I have noticed that the 8846A works internally (on the lowest range only) at 1000X higher resolution than the displayed LSD (I do know the difference between resolution and accuracy). You can see the full readings in stat mode or trend plot. Max DCV resolution is 0.1uV but internally is 0.1nV, Max Ohms resolution is 10uOhm but internally is 10nOhm etc. That 1000X resolution is there from 0.02NPLC to 100NPLC and with digital filter on or off. It still only has 6.5 digits but on the lowest range but it seems to internally change amplification a decade at a time based on the reading to maximize resolution with a limit of 01.nV. Do all 6.5 digit meters do this?
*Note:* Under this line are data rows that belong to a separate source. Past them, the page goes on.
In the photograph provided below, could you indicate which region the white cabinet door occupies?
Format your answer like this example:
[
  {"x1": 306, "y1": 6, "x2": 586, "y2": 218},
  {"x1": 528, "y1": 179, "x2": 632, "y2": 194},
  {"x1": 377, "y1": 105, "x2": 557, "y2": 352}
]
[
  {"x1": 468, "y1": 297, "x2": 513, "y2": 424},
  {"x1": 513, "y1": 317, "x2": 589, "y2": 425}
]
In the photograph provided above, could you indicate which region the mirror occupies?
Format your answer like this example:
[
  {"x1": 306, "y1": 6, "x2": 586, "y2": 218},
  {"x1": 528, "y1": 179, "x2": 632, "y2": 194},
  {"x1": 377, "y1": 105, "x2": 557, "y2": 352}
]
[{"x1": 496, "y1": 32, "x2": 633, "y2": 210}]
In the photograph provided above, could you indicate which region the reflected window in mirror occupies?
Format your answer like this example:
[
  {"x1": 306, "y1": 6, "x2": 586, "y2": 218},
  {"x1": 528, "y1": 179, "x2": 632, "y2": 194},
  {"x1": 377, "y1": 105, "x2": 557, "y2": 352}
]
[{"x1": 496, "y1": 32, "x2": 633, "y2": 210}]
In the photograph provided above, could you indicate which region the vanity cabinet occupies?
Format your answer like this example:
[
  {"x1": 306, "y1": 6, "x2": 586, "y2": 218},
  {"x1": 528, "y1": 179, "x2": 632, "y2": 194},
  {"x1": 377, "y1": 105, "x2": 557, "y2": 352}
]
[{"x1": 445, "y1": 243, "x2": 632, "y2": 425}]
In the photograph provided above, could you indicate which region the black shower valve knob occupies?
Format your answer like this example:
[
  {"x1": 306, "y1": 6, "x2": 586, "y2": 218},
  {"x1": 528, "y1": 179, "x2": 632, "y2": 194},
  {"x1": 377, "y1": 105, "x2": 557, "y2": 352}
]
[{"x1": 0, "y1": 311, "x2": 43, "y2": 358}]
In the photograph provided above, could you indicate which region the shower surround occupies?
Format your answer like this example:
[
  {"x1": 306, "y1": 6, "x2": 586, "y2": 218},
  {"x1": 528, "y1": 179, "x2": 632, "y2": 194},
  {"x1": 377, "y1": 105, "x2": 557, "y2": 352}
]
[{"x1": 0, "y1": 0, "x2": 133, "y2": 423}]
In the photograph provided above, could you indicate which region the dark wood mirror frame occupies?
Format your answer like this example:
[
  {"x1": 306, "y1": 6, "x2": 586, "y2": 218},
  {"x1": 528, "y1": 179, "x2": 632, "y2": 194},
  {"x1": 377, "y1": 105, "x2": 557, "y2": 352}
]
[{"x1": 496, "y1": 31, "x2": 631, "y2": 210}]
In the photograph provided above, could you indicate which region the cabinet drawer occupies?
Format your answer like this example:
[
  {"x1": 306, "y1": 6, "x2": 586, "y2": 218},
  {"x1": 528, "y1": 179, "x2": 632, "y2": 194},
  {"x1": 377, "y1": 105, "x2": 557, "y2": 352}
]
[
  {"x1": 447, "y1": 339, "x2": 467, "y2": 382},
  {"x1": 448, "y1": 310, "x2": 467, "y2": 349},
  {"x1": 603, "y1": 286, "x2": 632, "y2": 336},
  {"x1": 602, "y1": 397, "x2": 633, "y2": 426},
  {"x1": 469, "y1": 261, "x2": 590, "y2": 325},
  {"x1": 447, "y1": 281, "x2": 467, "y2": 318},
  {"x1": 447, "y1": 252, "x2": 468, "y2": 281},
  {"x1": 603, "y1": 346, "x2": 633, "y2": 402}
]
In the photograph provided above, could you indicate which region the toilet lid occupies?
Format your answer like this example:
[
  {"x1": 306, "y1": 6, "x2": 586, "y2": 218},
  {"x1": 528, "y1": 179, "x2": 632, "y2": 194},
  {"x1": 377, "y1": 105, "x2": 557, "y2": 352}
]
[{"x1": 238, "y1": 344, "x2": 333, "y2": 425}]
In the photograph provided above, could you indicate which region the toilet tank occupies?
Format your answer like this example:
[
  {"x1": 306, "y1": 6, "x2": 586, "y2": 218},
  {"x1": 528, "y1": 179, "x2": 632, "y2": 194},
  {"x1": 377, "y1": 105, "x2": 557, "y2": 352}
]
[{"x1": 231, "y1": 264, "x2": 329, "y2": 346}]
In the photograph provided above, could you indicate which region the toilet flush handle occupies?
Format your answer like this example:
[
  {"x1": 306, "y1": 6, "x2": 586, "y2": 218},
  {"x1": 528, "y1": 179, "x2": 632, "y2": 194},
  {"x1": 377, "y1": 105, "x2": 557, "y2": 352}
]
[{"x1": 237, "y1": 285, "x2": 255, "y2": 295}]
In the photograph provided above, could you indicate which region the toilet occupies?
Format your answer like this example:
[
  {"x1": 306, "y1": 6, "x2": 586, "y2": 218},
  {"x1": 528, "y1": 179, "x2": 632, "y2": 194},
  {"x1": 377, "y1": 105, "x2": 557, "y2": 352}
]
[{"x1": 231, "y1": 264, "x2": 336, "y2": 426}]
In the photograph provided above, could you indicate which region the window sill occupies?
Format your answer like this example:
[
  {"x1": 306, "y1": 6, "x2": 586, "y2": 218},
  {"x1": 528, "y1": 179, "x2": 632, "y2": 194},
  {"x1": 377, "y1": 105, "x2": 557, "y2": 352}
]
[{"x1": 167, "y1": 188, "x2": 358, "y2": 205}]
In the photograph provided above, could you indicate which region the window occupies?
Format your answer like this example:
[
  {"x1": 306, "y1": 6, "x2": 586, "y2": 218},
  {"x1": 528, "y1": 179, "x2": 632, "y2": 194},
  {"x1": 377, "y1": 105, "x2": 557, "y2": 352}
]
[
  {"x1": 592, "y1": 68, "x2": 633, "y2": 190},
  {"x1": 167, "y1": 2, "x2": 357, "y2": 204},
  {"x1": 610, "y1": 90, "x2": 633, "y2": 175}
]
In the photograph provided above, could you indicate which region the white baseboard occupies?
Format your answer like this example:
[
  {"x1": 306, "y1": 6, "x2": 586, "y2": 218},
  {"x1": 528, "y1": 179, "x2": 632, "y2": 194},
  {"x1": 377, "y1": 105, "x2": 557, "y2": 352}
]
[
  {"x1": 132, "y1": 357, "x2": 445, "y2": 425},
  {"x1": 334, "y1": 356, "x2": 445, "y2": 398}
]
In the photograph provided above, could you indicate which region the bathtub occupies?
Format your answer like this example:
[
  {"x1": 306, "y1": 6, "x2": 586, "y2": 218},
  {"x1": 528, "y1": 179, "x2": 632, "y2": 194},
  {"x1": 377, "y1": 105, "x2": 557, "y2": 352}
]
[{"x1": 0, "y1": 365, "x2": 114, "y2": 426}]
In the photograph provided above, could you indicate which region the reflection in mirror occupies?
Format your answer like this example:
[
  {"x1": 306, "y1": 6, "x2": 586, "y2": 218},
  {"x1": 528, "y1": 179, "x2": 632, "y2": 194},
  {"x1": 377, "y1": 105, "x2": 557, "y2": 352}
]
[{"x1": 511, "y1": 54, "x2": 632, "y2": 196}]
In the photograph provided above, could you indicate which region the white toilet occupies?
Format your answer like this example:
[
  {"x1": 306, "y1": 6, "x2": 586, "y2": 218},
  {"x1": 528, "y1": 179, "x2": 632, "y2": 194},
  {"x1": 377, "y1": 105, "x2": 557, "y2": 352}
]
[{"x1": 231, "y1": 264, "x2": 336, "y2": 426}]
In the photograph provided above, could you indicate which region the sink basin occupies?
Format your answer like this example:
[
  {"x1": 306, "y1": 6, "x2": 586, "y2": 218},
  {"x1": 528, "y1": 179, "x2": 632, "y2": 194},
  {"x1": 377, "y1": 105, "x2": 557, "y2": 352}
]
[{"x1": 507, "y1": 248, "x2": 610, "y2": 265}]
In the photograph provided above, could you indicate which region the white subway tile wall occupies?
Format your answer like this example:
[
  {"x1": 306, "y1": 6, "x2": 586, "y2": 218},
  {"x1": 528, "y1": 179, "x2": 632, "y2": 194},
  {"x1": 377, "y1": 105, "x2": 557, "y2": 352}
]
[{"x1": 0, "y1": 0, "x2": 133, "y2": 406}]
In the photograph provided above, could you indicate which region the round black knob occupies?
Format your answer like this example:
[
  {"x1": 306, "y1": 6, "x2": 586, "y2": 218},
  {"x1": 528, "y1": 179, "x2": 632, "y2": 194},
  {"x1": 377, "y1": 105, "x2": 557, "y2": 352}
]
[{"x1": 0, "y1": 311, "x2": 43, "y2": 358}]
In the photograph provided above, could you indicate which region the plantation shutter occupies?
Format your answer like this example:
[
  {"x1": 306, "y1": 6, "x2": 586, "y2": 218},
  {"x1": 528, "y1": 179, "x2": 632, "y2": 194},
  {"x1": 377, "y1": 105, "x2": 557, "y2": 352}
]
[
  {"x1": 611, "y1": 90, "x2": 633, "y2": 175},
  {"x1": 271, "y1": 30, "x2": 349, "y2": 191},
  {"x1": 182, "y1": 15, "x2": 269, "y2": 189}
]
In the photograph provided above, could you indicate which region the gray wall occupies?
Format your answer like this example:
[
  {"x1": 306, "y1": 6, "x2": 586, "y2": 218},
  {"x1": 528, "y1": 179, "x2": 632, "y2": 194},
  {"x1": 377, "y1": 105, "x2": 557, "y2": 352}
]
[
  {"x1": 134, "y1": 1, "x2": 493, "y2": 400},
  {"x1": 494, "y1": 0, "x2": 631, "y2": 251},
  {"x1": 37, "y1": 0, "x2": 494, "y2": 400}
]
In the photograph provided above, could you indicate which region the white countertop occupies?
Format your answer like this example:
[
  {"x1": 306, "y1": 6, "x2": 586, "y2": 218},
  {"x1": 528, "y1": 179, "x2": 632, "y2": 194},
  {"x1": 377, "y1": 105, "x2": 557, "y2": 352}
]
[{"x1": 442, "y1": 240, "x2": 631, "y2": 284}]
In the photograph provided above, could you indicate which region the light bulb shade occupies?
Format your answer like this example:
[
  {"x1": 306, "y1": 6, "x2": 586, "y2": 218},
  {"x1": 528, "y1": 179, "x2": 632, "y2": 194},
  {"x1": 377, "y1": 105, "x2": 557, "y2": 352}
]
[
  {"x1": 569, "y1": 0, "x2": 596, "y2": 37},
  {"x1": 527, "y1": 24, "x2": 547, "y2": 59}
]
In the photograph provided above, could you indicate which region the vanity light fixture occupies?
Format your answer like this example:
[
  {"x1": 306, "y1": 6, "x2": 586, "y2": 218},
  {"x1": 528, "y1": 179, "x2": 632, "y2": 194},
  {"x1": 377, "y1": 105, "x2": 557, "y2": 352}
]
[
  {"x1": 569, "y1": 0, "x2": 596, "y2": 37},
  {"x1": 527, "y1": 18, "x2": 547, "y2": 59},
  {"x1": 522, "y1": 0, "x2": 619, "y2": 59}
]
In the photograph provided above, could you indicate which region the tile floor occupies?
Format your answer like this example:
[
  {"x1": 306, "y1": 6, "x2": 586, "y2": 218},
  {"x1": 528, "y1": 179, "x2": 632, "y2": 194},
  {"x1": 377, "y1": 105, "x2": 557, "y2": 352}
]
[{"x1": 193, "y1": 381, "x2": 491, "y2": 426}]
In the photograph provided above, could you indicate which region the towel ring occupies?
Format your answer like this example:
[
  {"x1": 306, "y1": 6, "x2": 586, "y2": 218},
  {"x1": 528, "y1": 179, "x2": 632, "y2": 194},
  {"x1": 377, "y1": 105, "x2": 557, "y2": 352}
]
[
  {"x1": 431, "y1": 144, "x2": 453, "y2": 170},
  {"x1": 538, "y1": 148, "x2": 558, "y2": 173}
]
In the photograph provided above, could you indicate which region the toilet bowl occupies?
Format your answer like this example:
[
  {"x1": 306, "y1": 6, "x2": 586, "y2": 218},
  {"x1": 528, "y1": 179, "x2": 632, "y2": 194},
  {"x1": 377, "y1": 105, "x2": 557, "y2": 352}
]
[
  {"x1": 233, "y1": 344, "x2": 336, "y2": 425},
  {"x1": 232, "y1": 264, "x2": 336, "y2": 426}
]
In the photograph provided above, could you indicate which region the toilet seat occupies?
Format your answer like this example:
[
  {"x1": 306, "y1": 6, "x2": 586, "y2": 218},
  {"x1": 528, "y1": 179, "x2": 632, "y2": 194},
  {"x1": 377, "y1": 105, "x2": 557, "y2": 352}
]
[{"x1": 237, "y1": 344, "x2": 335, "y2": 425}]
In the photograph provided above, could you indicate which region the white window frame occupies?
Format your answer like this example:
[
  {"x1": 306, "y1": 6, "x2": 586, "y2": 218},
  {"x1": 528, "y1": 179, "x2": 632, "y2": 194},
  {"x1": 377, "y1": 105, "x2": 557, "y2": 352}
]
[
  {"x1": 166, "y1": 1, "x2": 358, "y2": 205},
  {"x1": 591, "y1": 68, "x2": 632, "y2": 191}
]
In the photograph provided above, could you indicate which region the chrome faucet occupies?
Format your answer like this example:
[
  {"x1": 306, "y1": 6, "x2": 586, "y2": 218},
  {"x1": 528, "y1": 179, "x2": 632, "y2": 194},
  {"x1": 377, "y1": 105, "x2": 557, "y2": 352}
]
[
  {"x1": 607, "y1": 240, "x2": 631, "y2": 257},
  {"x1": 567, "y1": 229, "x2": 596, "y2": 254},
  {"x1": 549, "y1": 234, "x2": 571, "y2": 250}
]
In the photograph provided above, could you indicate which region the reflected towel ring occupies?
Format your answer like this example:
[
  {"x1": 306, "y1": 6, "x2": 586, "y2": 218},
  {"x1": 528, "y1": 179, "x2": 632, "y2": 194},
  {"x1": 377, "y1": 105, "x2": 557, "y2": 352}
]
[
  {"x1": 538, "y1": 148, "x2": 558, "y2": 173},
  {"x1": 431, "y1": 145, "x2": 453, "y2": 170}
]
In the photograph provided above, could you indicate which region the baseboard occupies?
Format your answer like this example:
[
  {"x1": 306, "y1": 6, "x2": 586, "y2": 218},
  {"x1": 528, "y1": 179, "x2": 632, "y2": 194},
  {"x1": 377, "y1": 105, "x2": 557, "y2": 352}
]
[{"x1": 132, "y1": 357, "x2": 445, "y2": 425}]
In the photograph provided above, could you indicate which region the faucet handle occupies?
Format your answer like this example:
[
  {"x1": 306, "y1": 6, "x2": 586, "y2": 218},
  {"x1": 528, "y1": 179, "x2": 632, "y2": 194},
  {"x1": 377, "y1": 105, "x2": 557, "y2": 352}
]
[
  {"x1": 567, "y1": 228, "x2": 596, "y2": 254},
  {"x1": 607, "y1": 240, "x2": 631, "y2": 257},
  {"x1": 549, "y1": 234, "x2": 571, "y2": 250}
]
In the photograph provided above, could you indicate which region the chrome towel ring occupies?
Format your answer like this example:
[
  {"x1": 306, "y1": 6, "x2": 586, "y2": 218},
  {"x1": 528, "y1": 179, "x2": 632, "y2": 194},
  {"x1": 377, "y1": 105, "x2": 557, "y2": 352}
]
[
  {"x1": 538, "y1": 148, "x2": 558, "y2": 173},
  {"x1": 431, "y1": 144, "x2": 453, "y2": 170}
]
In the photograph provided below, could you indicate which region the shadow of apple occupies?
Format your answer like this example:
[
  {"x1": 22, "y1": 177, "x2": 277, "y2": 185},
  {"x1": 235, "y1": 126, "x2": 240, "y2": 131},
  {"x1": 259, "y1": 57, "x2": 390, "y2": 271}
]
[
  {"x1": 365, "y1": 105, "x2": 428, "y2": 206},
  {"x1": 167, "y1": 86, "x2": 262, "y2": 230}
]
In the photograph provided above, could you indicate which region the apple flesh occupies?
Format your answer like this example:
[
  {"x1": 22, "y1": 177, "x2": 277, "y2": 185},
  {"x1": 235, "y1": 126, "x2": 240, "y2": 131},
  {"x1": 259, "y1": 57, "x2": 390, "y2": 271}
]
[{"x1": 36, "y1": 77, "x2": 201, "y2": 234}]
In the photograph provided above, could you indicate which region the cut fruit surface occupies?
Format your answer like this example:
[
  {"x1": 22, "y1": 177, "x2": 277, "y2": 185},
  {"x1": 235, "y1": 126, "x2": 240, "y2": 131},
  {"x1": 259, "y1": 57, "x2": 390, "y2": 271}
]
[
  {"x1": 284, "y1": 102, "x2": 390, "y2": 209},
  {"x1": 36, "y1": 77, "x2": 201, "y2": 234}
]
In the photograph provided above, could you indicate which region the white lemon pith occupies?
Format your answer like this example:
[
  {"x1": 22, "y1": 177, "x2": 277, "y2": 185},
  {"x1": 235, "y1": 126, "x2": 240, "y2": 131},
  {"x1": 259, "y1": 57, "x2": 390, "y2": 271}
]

Some do, especially Keithley. A random result via GPIB from a 5.5 digit meter with shorted inputs on its 300mV range (expect resolution 1 uV)
+000.0042E-3 (resolution .1 uV)
From a 6.5 digit meter on 100mV range:
4.75412547E-08 (.1 fV resolution!)
Especially the last one is completely ludicrous, I consider this just artifacts of the calculation and completely insignificant compared to the noise floor. The only advantage of the extra resolution is that it reduces quantization error, although it should be random for this (haven't studied it in that much detail). This is a real issue when averaging down to the last digit. Datron actually introduced noise in the measurement and then averaged it to get a better resolution. That's how they achieved 7.5 digits, I wouldn't be surprised if it was still used in the Fluke 8508, since they bought Datron to get their high accuarcy DMM technology). Most other brands return the same resolution via GPIB as on the display. Except for the 3457A which is specified as a 6.5 digit meter, but 7.5 digits of resolution via GPIB. This does not translate in improved accuracy, however, since the 3456A is superior in that regard.